◎中央政府とコロンビア革命軍(FARC)は2016年に和平協定を締結。これに異議を唱える勢力が分離し、複数のFARCゲリラが誕生した。
コロンビアの治安部隊がゲリラの襲撃を受けた。現地メディアが5日に報じた。
コロンビア革命軍(FARC)から分離したゲリラ「エスタード(Estado Mayor Central)」は今週、政府に対する攻撃を拡大すると宣言していた。
報道によると、戦闘は南西部の複数の町で4日夜から5日朝にかけて少なくとも3回発生。ゲリラ兵は爆発物と銃器を使用したという。
陸軍は声明で、「この攻撃により兵士1人が負傷した」と明らかにした。
ペトロ政権は先月、停戦協定を無視して先住民コミュニティを攻撃したとして、エスタードとの協定を一時的に差し止めていた。
元左翼ゲリラであるペトロ(Gustavo Petro)大統領は同国最大の左翼ゲリラ「民族解放軍(ELN)」を含む全ての武装勢力との恒久的な停戦・和平を目指している。

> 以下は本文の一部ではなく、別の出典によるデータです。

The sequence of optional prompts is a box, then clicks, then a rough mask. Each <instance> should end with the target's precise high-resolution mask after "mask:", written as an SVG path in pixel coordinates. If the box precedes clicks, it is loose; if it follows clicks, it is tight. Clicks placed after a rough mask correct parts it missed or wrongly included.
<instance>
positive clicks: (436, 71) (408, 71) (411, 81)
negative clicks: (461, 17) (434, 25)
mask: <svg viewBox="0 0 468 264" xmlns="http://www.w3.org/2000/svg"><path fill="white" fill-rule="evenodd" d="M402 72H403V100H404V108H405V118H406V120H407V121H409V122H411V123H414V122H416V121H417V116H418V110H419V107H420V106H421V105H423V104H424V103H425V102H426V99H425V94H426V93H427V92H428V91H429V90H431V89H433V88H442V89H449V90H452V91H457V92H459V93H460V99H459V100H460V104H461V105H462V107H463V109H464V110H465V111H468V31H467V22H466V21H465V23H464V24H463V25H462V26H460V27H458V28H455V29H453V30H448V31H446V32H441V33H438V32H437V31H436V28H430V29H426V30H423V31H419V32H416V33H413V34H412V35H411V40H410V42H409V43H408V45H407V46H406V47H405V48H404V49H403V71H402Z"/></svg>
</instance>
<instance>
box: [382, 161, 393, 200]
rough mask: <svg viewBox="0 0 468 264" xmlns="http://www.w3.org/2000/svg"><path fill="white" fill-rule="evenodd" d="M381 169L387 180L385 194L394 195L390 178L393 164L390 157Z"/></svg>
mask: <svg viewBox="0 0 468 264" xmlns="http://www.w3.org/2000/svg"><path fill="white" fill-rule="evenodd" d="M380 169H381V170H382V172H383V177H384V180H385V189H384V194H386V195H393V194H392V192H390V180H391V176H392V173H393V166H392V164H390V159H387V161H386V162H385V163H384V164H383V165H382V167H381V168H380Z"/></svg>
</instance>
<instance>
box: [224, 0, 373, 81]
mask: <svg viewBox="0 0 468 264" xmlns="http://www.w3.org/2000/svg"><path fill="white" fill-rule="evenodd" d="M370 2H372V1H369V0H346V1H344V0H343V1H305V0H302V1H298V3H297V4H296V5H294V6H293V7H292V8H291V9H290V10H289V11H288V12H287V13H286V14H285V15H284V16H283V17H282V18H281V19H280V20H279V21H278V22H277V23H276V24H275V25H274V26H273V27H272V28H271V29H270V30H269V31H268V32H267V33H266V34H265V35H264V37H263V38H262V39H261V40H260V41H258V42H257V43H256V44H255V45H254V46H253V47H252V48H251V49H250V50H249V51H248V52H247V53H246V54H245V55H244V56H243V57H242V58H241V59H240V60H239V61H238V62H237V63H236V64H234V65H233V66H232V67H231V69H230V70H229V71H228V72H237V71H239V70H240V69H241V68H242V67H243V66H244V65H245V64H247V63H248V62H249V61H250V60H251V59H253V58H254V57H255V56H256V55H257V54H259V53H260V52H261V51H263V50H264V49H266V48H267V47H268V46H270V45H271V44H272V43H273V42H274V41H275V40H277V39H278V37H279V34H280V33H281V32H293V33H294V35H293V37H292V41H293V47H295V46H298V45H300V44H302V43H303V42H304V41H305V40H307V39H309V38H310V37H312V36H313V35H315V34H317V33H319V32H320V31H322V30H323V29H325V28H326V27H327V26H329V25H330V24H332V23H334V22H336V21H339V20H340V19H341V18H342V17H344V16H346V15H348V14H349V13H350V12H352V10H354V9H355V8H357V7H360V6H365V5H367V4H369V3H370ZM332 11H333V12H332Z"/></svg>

報道によると、負傷した陸軍兵士はゲリラの拠点がある南西部トゥマコの軍司令部で警備に当たっていたという。兵士はオートバイに乗った男が投げた手榴弾の破片で負傷した。
その数分前、別の都市の軍事施設前にも爆発物が投げ込まれたものの、負傷者は出なかった。軍はこの攻撃にFARCゲリラが関与しているという見方を示した。
5日早朝にはトゥマコ近くの農村地帯でゲリラ兵が警察署に向けて発砲したとされる。
国家警察は声明で、「陸軍に増援を要請した直後、ゲリラ兵が爆薬付きのガスボンベを警察署近くで起爆した」と明らかにした。負傷者は確認されていない。
中央政府とFARCは2016年に和平協定を締結。これに異議を唱える勢力が分離し、複数のFARCゲリラが誕生した。
一部のゲリラは麻薬カルテルやその関連組織と手を結び勢力を拡大。主に郊外の農村部を支配し、麻薬や金の密売で利益を上げている。